Divide and Conquer - Performance Tuning

Question

Post reply

Divide and Conquer - Performance Tuning

ClaireM

SSC Veteran

Points: 223
More actions
April 8, 2014 at 12:09 am

#292066

Comments posted to this topic are about the item Divide and Conquer - Performance Tuning

Viewing 9 posts - 1 through 9 (of 9 total)

You must be logged in to reply to this topic.

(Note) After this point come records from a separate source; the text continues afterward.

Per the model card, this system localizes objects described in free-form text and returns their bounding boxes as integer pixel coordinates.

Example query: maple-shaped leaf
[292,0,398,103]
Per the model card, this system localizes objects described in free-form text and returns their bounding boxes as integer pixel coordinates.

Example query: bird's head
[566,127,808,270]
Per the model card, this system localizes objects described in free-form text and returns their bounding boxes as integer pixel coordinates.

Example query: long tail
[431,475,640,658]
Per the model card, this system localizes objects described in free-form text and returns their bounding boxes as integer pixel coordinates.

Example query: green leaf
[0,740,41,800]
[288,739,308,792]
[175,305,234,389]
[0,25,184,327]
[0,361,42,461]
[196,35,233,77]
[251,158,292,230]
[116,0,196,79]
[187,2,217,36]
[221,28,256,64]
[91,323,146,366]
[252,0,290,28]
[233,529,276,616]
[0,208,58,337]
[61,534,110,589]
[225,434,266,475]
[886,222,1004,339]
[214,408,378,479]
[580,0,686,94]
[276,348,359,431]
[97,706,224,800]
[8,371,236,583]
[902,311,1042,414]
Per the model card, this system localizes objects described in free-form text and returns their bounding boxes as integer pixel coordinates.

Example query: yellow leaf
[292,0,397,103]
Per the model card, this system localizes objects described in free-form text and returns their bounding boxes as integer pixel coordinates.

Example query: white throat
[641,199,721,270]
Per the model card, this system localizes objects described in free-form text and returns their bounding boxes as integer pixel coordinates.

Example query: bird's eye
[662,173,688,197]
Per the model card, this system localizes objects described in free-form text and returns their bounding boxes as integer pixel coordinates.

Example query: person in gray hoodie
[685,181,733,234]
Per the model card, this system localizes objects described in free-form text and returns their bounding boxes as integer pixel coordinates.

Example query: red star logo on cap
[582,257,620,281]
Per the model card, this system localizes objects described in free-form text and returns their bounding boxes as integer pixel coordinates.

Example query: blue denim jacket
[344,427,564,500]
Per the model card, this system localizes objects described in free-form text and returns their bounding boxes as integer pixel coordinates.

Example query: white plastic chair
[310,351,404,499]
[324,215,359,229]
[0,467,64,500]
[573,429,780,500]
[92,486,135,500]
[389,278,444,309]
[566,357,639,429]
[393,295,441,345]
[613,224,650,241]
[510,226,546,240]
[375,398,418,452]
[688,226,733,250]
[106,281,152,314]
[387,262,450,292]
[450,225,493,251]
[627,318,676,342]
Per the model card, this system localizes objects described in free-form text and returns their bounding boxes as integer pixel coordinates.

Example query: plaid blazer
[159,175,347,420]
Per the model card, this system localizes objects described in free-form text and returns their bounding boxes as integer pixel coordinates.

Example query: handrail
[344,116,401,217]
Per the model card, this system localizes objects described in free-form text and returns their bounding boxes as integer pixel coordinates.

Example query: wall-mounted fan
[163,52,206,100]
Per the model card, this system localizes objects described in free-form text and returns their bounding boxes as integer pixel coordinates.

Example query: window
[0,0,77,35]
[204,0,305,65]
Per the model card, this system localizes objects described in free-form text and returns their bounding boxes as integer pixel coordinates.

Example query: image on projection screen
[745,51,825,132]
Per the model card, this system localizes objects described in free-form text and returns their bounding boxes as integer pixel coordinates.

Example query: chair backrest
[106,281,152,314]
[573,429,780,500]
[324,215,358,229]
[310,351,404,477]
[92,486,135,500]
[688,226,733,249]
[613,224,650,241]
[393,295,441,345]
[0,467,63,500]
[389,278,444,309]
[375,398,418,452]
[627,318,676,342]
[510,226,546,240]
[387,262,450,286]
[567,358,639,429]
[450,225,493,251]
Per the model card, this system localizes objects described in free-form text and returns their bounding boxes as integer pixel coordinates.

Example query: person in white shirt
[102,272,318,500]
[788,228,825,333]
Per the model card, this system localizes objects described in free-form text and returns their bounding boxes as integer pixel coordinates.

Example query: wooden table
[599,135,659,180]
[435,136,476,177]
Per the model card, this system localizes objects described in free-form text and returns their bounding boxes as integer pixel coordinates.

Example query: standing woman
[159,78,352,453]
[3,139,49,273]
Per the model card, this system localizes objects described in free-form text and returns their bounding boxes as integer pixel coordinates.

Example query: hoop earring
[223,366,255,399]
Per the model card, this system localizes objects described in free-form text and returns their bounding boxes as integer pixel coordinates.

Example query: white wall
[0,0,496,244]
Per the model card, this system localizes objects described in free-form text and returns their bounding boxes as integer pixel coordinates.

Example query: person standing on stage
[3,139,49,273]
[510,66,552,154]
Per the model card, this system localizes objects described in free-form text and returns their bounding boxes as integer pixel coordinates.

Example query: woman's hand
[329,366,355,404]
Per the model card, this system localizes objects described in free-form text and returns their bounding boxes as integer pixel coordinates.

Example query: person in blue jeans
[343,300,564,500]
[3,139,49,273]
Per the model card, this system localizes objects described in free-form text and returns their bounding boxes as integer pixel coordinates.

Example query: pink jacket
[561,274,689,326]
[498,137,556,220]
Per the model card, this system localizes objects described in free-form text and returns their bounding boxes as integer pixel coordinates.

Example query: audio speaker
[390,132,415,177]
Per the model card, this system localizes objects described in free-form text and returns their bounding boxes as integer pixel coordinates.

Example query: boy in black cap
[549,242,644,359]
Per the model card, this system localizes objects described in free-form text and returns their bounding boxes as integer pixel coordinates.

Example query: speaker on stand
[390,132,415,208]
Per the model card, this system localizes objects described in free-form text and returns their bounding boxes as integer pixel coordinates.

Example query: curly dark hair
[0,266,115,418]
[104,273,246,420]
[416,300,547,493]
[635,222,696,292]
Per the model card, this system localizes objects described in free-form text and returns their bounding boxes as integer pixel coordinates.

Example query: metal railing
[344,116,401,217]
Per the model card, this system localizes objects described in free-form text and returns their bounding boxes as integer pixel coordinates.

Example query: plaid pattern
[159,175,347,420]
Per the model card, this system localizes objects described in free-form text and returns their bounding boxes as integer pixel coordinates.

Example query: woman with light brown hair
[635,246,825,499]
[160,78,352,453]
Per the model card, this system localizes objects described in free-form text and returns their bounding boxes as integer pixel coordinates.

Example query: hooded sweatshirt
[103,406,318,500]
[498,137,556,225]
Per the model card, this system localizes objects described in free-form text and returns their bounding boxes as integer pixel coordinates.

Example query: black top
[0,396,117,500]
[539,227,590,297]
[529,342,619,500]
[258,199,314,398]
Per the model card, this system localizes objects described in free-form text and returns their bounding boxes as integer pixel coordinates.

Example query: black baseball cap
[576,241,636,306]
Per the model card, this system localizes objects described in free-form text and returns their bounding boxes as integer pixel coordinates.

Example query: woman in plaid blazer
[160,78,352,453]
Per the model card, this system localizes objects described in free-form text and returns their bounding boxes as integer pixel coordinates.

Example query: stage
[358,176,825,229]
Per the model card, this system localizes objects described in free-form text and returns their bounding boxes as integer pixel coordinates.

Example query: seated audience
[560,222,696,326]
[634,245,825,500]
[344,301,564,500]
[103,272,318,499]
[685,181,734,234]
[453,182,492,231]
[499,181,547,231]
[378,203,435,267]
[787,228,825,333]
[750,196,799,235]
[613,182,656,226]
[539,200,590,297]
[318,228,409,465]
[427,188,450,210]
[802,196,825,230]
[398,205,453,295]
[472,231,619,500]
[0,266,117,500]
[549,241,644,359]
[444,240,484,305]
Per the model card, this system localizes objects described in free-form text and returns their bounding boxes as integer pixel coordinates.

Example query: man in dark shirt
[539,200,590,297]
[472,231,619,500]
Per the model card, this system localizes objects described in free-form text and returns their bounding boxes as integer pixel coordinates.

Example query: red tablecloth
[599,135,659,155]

Login to reply

a.myasnikov SSC Enthusiast Points: 147 More actions · Answer 1

I wonder if checksum could be an alternative to a two-step process suggested by the article?

Something to the effect:

; WITH CTE

as (

SELECT worker_id,

CHECKSUM_AGG(CHECKSUM(rate_code)) as chk

FROM #worker_rate

GROUP BY worker_id

)

SELECT worker_id,

DENSE_RANK() OVER (ORDER BY chk) as SNO

FROM CTE

ClaireM SSC Veteran Points: 223 More actions · Answer 2

That would indeed be much faster and simpler if it wasn't for the possibility of duplicate checksums.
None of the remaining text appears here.